Ben Tre is a province in the Mekong Delta, approximately 85 kilometres south of Ho Chi Minh City, Vietnam. With a prime location at the end of the Mekong River, Ben Tre is home to complex canal networks, coconut and fruit gardens and is a haven for ecotourism. The city is home to interesting museums, bird sanctuaries and a wealth of incredible food and architecture.
Begin a city discovery at Ben Tre Museum, a beautiful French colonial style building filled with artefacts, photographs and revolutionary history. The museum tells the story of the Vietnam War, Dong Khoi Revolution and the famous women’s army of the Viet Cong. It’s a fascinating insight into world-changing events. To the east of Ben Tre lies Vam Ho Bird Sanctuary, a magical place with wild forests and an abundance of birdlife. Over 80 species of bird reside here, including half a million storks which frequent the area from April to October. All visitors to Ben Tre should spend time drifting down the Mekong River in a boat, as it’s the ideal place to learn about the culture and history of the people, and explore ever-changing scenery from the water. Ben Tre is famous for its coconut candy. The region is rich with orchard fruits and coconuts, locals and tourists love it. Take a trip to one of the coconut candy factories, view the entire candy making process and enjoy a sample or two. Eating out in Ben Tre is an exciting experience, don’t forget to try local specialties of broken rice, pounded banana with coconut milk and Bot Xat bread soup made from rice flour, duck meat and fish sauce.

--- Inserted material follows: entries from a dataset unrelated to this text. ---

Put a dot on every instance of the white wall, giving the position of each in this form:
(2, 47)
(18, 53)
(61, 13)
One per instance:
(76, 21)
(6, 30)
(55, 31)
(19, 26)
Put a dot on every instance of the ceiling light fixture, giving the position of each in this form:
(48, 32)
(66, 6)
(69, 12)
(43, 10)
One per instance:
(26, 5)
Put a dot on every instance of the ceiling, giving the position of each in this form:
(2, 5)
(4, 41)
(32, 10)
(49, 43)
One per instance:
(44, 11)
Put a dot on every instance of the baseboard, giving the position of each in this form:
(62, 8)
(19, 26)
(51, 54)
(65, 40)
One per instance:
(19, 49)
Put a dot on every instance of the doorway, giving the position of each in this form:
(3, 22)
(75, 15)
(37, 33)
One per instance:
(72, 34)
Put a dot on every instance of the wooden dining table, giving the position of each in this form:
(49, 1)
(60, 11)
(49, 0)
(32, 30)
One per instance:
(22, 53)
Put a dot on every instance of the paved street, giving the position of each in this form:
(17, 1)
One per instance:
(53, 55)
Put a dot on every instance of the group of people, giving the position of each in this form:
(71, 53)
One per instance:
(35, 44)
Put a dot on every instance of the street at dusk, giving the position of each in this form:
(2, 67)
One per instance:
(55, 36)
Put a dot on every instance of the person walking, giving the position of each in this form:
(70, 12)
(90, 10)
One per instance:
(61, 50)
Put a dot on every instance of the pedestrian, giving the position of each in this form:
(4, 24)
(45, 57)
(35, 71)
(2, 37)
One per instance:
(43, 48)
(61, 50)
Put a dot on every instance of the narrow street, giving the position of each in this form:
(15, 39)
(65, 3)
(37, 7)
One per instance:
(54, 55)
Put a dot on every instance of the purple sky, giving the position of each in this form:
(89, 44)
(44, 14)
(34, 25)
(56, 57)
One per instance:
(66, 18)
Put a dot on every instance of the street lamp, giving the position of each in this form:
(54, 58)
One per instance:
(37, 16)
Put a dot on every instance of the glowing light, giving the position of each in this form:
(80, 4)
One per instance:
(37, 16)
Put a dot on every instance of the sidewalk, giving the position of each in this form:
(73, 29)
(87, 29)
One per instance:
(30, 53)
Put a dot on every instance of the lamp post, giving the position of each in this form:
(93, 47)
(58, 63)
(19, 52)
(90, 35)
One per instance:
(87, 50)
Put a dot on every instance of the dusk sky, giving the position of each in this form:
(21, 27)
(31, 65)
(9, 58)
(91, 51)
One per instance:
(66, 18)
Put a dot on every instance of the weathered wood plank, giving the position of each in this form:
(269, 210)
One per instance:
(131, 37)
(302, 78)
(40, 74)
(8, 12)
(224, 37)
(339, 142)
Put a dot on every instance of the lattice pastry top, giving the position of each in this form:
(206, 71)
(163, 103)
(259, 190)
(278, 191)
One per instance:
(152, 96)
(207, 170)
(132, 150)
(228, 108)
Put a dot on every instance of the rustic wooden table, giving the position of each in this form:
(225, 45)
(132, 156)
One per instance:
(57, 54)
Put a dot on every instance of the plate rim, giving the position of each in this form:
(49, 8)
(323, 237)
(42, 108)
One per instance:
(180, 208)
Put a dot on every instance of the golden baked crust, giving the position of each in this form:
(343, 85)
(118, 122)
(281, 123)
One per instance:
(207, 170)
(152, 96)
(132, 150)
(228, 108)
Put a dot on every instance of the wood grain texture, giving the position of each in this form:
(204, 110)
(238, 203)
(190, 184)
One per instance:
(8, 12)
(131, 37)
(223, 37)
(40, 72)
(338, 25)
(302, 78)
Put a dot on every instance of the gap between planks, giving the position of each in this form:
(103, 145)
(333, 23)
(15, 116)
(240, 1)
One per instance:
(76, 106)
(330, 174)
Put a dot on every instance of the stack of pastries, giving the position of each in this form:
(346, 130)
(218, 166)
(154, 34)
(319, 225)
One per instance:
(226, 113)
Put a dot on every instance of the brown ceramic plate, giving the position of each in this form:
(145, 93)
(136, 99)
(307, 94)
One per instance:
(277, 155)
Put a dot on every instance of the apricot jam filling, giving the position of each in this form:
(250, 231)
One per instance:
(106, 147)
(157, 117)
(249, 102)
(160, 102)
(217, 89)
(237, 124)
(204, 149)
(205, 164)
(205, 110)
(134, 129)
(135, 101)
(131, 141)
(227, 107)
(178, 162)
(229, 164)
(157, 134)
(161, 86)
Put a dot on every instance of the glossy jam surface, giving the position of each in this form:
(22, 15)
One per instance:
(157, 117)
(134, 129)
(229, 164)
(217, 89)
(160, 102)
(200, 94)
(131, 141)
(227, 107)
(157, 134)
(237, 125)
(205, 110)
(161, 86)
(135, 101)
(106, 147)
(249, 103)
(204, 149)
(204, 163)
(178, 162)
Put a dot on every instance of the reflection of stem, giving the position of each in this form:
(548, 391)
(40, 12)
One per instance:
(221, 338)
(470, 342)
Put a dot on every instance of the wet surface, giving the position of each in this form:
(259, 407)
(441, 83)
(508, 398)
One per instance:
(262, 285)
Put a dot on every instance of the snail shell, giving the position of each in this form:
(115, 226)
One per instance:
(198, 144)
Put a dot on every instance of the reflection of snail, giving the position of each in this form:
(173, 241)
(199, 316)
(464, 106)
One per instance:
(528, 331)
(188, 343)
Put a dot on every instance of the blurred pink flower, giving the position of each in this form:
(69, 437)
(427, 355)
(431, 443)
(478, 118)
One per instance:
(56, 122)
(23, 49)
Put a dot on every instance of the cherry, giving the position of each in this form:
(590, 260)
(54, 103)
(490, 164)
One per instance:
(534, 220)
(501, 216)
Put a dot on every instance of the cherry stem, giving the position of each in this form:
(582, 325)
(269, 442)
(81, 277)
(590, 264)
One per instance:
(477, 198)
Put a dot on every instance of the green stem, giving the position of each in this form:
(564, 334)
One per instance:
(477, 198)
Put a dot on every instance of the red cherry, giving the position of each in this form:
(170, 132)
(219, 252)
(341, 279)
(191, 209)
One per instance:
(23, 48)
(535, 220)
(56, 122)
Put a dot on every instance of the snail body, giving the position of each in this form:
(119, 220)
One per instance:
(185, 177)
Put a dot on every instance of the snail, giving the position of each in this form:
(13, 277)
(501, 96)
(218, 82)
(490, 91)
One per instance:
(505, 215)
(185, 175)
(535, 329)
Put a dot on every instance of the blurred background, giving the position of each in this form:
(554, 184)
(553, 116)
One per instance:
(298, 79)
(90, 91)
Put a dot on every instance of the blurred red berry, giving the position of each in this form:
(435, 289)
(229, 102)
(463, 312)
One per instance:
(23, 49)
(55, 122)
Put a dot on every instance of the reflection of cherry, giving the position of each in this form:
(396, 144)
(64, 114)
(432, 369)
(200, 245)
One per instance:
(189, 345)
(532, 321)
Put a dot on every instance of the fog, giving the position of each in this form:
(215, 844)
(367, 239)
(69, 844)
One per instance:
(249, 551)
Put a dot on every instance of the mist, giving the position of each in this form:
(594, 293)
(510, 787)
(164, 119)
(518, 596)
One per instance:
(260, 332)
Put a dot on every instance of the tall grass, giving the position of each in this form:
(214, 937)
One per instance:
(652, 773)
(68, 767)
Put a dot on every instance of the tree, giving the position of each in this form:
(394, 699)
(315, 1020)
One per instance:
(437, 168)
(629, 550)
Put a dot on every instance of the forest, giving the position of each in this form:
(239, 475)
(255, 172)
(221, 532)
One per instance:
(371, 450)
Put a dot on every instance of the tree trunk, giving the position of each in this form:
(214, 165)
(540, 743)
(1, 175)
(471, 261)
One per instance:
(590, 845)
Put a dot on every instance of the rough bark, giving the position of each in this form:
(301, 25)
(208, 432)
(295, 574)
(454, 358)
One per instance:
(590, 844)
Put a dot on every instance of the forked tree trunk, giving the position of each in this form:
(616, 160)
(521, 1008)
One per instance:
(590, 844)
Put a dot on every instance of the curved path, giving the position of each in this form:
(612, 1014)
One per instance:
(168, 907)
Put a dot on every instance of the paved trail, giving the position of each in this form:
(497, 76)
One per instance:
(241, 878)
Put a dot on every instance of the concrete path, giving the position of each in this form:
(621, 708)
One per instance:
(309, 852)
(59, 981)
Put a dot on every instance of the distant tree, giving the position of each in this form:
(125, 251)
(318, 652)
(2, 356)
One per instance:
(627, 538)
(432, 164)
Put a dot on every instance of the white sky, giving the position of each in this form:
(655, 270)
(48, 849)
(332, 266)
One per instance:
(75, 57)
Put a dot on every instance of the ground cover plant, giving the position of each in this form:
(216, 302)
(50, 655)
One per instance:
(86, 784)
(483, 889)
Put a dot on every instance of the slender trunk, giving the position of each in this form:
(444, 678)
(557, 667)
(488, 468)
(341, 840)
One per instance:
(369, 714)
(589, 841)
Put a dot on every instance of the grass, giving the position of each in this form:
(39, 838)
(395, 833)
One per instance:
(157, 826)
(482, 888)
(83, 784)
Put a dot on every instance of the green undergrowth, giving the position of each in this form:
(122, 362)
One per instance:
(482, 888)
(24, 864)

Ben Tre can be reached from Ho Chi Minh City by bus, with the journey taking around 2 hours. Alternatively, there are several buses which operate in Ben Tre and around the Mekong River Delta. Ferry trips are available, although a bus or taxi ride will be needed to access the city centre. Live like a local and hire a bicycle, as they can be rented on the north bank of the river and is a great way to explore the orchards and palm-lined waterfront areas.
In the 17th century, Ben Tre was wild marshland prone to flooding, the fertile terrain made it easy to cultivate rice, fruit orchards and coconuts, which the region became famous for. Today, Ben Tre produces around 242 million nuts per year. During the Vietnam War, Ben Tre played a key part and was almost destroyed by allied forces. Ben Tre is a unique area set on the banks of the Mekong with an intriguing rich heritage every traveller should explore.